Gothica does ballet meets Fatal Attraction on ecstasy: The motion picture Black Swan, which did major P.R. and advertisement long before it was finally released the first week of December 2010, served as the closing film this year for the AFI festival. Hailed for its makeup and costume design, we thought it would be playing at the theater nearest the biggest fashion school in Los Angeles, the Fashion Institute of Design and Merchandise. It wasn’t, despite an ad near the Nokia Theatre for it right near FIDM, so we headed to Hollywood instead, to the sold out show in its 6th night.
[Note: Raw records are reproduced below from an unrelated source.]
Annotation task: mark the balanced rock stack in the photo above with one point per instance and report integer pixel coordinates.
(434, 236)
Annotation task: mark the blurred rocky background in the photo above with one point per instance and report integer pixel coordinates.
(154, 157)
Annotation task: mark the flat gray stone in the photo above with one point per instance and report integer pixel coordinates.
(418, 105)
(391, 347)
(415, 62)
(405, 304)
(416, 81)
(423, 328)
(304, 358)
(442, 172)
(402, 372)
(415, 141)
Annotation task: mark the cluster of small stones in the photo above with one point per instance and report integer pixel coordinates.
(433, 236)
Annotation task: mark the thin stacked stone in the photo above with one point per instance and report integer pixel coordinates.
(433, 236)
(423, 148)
Written by Mark Heyman and directed by Darren Aronofsky (Pie, Requiem For A Dream, The Wrestler), and starring Academy Award nominee Natalie Portman as Nina, Mila Kunis (The Book of Eli, Forgetting Sarah Marshall) as Lily, 80’s legend Winona Ryder (Heathers, Dracula, Beetlejuice), as Beth MacIntyre, Vincent Cassel as Thomas Leroy, Barbara Hershey as Erica, Kristina Anapau as Galina, Toby Hemingway as Tom, Sebastian Stan and Janet Montgomery as Madeline, Black Swan is, like ‘Nine,’ long on style, and yearning in its search for substance.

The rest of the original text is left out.